High-Performance 4-Wide Superscalar Out-of-Order RISC-V Processor

The continuous demand for high computational throughput in modern processors has encouraged the development of architectures capable of issuing and executing multiple instructions per clock cycle. This paper presents the design and implementation of a 4-wide superscalar out-of-order RISC-V processor that exploits instruction-level parallelism through dynamic scheduling, register renaming, and speculative execution. The proposed design incorporates a Reorder Buffer (ROB), Issue Queue (IQ), and Load-Store Queue (LSQ) to manage instruction dependencies and ensure precise exception handling.
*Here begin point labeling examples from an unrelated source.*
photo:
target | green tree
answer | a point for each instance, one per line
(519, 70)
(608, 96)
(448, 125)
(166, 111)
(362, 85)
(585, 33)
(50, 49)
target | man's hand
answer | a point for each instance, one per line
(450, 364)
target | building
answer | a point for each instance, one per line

A hybrid branch prediction unit with a Branch Target Buffer (BTB) and Return Address Stack (RAS) is employed to minimize control hazards and improve pipeline utilization. The processor is evaluated using standard RISC-V benchmarks to analyze parameters such as Instructions Per Cycle (IPC), execution latency, and branch prediction accuracy. Experimental results demonstrate a significant improvement in performance compared to a single-issue inorder baseline, achieving higher IPC while maintaining correctness and hardware efficiency. The presented design highlights a balanced trade-off between performance gain and hardware complexity, making it a promising model for future high-performance RISC-V cores.